As I wrote above, you can ask for help on the application’s forum (https://discourse.paraview.org).

@lassoan Ah I see. Sorry for misunderstanding. You meant to post on the ParaView Discourse page rather than here on the VTK Discourse page. My apologies.

I will post a question there and add a corresponding link here.

1 Like

@lassoan I have posted a question on ParaView Discourse here:

ParaView Superbuild Failing on Windows

If you can provide any help and/or forward this issue to others who can also help, I would greatly appreciate it.

Thank you!

CMake documents how to use CMake, VTK documents VTK, and ParaView documents ParaView. I can’t justify explaining advanced CMake usage in all 3 places (basics are fine, but anything in VTK/ParaView going into details about “how to set up your environment” for every platform is difficult to keep up-to-date reliably). If you could please describe:

  • What documentation did you read, if any? If none…well, how can we make what we do have more discoverable?
  • How it was the documentation deficient?

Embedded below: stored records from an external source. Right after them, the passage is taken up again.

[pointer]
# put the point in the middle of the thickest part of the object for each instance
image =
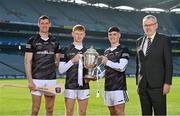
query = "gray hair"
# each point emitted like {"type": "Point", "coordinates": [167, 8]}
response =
{"type": "Point", "coordinates": [150, 17]}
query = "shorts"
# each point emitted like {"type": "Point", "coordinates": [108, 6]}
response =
{"type": "Point", "coordinates": [42, 83]}
{"type": "Point", "coordinates": [117, 97]}
{"type": "Point", "coordinates": [79, 94]}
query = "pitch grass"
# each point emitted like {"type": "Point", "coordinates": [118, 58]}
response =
{"type": "Point", "coordinates": [17, 101]}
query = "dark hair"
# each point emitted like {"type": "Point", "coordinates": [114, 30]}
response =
{"type": "Point", "coordinates": [43, 17]}
{"type": "Point", "coordinates": [113, 28]}
{"type": "Point", "coordinates": [78, 28]}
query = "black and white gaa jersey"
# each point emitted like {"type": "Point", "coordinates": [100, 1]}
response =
{"type": "Point", "coordinates": [72, 73]}
{"type": "Point", "coordinates": [115, 80]}
{"type": "Point", "coordinates": [43, 60]}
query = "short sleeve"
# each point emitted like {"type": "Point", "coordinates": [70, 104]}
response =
{"type": "Point", "coordinates": [125, 53]}
{"type": "Point", "coordinates": [29, 45]}
{"type": "Point", "coordinates": [63, 55]}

Did you read the README (or the error message?). Granted, the superbuild is not really intended for end users most of the time, so its docs are more terse.

Well, no. It downloads what it needs during the build. The superbuild is basically a repository of build instructions for many packages and logic for bundling it up into binaries.

Depends on the developer. If it’s worded as a support question, it’ll probably come here. If it’s worded as a concrete defect, it usually stays there.